In any case, you're going to need some way to handle cases where landmarks are too uncertain, or where all the rules (heuristics) ultimately fail.

The only other approach I can think of is to abandon PDFs as the data source, and go get the original data the PDF was made from. That may not be better or even possible, but without knowing the origin of the PDFs, it's hard to guess at its viability.

Hansr
Sep 29, 2010, 06:52 AM
Thanks for the landmark suggestion which is in-line with what I was thinking about first, that is adding in separators for known values.

The final logic was to first define the known values for ECOL2 and ECOL3 (3 and 20 items respectively) as known items and parse the whole file for those values and place them within [].

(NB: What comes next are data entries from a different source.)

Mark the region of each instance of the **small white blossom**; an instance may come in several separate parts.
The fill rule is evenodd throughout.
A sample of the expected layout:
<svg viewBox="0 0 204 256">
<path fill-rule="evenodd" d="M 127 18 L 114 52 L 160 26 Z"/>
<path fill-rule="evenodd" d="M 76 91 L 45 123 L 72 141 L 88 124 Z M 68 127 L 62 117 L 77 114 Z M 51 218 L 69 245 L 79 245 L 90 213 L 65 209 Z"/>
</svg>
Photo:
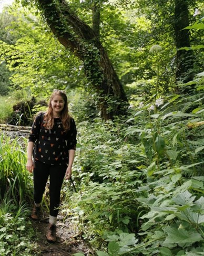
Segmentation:
<svg viewBox="0 0 204 256">
<path fill-rule="evenodd" d="M 154 105 L 151 105 L 149 108 L 148 110 L 151 111 L 151 110 L 155 110 L 155 106 Z"/>
<path fill-rule="evenodd" d="M 155 105 L 159 107 L 160 105 L 164 105 L 164 99 L 158 99 L 156 100 Z"/>
<path fill-rule="evenodd" d="M 199 15 L 199 14 L 200 14 L 200 11 L 198 9 L 198 8 L 196 8 L 193 16 L 195 17 L 195 16 Z"/>
<path fill-rule="evenodd" d="M 144 106 L 144 103 L 141 101 L 139 105 L 139 108 L 141 108 Z"/>
</svg>

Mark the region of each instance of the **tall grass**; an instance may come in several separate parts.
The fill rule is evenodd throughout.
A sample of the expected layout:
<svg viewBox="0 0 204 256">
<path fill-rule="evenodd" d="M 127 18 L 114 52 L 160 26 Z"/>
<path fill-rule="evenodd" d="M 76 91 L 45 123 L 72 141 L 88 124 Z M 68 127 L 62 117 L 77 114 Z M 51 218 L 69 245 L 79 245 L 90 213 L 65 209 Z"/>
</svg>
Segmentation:
<svg viewBox="0 0 204 256">
<path fill-rule="evenodd" d="M 26 139 L 0 136 L 0 255 L 38 255 L 29 221 L 32 175 L 26 169 Z M 34 241 L 34 242 L 33 242 Z"/>
<path fill-rule="evenodd" d="M 30 197 L 31 177 L 25 168 L 25 138 L 0 136 L 0 189 L 2 200 L 5 194 L 16 204 Z M 9 195 L 8 195 L 9 193 Z"/>
</svg>

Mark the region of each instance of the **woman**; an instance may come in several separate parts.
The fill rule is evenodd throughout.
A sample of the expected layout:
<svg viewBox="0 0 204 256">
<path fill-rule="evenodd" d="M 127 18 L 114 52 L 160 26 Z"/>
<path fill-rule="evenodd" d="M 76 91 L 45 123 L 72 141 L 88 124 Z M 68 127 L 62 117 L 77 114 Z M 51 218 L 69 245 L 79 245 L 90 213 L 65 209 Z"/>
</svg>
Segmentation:
<svg viewBox="0 0 204 256">
<path fill-rule="evenodd" d="M 63 91 L 55 90 L 47 112 L 39 113 L 33 124 L 26 164 L 27 169 L 33 171 L 34 205 L 31 217 L 34 220 L 39 219 L 40 204 L 49 176 L 49 225 L 46 235 L 49 242 L 56 240 L 60 190 L 65 176 L 66 179 L 71 178 L 76 134 L 75 122 L 68 113 L 67 96 Z"/>
</svg>

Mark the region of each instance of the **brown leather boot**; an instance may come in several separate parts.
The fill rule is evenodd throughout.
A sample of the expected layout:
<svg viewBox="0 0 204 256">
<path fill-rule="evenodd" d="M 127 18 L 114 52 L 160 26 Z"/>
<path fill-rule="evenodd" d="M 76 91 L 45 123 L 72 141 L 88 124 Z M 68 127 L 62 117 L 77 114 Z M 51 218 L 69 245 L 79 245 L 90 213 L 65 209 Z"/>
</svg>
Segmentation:
<svg viewBox="0 0 204 256">
<path fill-rule="evenodd" d="M 55 243 L 56 242 L 57 239 L 56 235 L 56 230 L 57 227 L 55 225 L 52 224 L 49 224 L 46 235 L 47 240 L 49 243 Z"/>
<path fill-rule="evenodd" d="M 37 220 L 40 219 L 40 207 L 36 207 L 34 205 L 32 212 L 30 215 L 30 217 L 33 219 L 33 220 Z"/>
</svg>

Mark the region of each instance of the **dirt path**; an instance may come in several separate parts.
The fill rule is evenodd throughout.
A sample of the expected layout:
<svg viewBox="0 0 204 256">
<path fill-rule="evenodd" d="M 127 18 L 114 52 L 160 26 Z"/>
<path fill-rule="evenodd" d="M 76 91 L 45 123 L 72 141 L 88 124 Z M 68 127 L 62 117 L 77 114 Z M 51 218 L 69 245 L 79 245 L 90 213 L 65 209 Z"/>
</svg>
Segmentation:
<svg viewBox="0 0 204 256">
<path fill-rule="evenodd" d="M 39 239 L 37 241 L 39 256 L 71 256 L 77 252 L 83 252 L 86 256 L 94 255 L 78 233 L 77 227 L 68 220 L 63 222 L 59 216 L 57 224 L 57 241 L 48 243 L 46 234 L 48 226 L 48 217 L 40 221 L 32 221 L 34 227 L 39 231 Z"/>
</svg>

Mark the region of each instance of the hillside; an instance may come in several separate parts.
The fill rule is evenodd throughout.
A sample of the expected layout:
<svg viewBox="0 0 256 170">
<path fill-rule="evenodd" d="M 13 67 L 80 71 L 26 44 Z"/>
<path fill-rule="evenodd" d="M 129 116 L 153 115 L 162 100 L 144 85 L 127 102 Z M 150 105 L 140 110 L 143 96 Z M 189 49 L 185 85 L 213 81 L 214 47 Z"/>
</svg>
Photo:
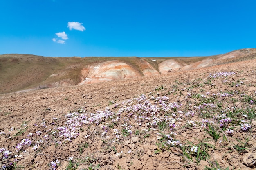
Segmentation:
<svg viewBox="0 0 256 170">
<path fill-rule="evenodd" d="M 256 58 L 256 49 L 195 57 L 51 57 L 0 55 L 0 93 L 173 73 Z"/>
<path fill-rule="evenodd" d="M 253 49 L 194 60 L 119 58 L 126 70 L 140 76 L 1 94 L 0 165 L 15 170 L 255 169 L 255 56 Z M 69 68 L 84 70 L 91 82 L 103 75 L 98 68 L 92 72 L 78 66 L 82 58 L 63 58 L 66 64 L 61 64 L 59 58 L 30 57 L 37 63 L 54 63 L 49 72 L 36 72 L 40 77 L 69 72 Z M 113 59 L 91 59 L 92 68 L 119 69 Z M 142 68 L 146 61 L 147 68 L 159 74 L 142 76 L 151 71 L 131 64 L 142 59 Z M 180 67 L 171 67 L 168 60 Z M 76 65 L 69 65 L 72 62 L 76 67 L 67 66 Z M 168 65 L 173 70 L 160 74 Z M 50 78 L 58 76 L 71 78 L 68 74 Z M 85 80 L 77 78 L 76 83 Z"/>
</svg>

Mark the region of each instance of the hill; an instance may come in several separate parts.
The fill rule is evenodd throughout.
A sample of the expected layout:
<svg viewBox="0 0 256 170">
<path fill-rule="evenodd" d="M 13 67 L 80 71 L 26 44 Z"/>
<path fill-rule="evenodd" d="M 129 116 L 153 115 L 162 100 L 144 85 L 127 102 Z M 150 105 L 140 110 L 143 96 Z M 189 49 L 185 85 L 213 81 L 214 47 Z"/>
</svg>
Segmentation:
<svg viewBox="0 0 256 170">
<path fill-rule="evenodd" d="M 0 55 L 0 93 L 151 76 L 256 58 L 244 49 L 195 57 L 51 57 Z"/>
<path fill-rule="evenodd" d="M 180 61 L 192 70 L 0 94 L 0 166 L 255 169 L 256 59 L 229 54 Z"/>
</svg>

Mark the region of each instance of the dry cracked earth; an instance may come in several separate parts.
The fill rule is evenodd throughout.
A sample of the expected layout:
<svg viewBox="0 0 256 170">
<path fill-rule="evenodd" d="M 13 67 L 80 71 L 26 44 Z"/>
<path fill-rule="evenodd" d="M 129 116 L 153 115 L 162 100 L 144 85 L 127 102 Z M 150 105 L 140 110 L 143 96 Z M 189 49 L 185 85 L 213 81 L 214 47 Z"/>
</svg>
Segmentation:
<svg viewBox="0 0 256 170">
<path fill-rule="evenodd" d="M 255 63 L 0 94 L 1 168 L 255 169 Z"/>
</svg>

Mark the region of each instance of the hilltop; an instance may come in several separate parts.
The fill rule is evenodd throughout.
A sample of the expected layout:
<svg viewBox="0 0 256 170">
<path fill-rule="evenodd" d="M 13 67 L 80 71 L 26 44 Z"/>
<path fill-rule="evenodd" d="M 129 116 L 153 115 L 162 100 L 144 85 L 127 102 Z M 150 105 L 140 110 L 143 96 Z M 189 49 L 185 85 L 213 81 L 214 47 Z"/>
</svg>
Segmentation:
<svg viewBox="0 0 256 170">
<path fill-rule="evenodd" d="M 0 166 L 15 170 L 254 169 L 256 59 L 255 49 L 247 50 L 190 59 L 134 57 L 130 63 L 128 58 L 92 58 L 81 68 L 67 65 L 85 59 L 61 58 L 66 60 L 63 65 L 56 61 L 61 58 L 31 56 L 37 63 L 40 60 L 34 59 L 55 62 L 49 68 L 55 65 L 54 71 L 49 68 L 42 74 L 57 74 L 44 79 L 49 81 L 45 85 L 71 76 L 70 70 L 79 76 L 72 85 L 35 85 L 31 90 L 0 94 Z M 29 57 L 22 64 L 29 65 Z M 141 65 L 131 64 L 141 59 L 143 65 L 146 61 L 147 68 L 156 71 L 146 75 L 146 69 L 138 68 Z M 176 70 L 170 60 L 182 67 Z M 114 60 L 140 76 L 93 82 L 106 72 L 99 68 L 115 65 Z M 63 76 L 60 68 L 67 72 Z M 88 74 L 83 75 L 85 70 Z M 90 84 L 82 83 L 86 78 Z"/>
<path fill-rule="evenodd" d="M 256 49 L 194 57 L 0 55 L 0 93 L 162 75 L 256 58 Z"/>
</svg>

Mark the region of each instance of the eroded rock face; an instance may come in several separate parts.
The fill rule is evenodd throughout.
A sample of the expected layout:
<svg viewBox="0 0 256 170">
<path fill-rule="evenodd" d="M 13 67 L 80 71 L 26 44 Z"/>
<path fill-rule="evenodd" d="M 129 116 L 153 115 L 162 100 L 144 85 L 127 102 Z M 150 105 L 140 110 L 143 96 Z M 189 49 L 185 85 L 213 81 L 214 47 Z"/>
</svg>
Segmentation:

Then define the following regex:
^(.*?)\s+([A-Z]{5,6})\s+(.*?)\s+(\d+\/\d+\/\d+)\s+(\w+[0-9]*[\+\-]?\/?[abcABC]*[0-9]*[\+\-]?)\s+(\d+\.?\d*)\s+(\d+\.?\d*)\s+(\d+\.?\d*)\s+(\d+\.?\d*)\s+(\d+\.?\d*)\s+(.*?)\s+\+\s+(\d+\.?\d*)\ s+(.*?)\s+\[(.*?)\]\s+\[(.*?)\]\s+(.*?)\s+(\w+)\s*$

Then I applied the regex line for line, if it fails then check if it's a category line, if not log the line number and content for verification.

Then add the item/line content to a db, works fine.

The only other approach I can think of is to abandon PDFs as the data source, and go get the original data the PDF was made from. That may not be better or even possible, but without knowing the origin of the PDFs, it's hard to guess at its viability.

Wish I could but legal reasons prevent the PDF provider for doing it in any other format except online bitmap or flash. I hate lawyers restricting logical options.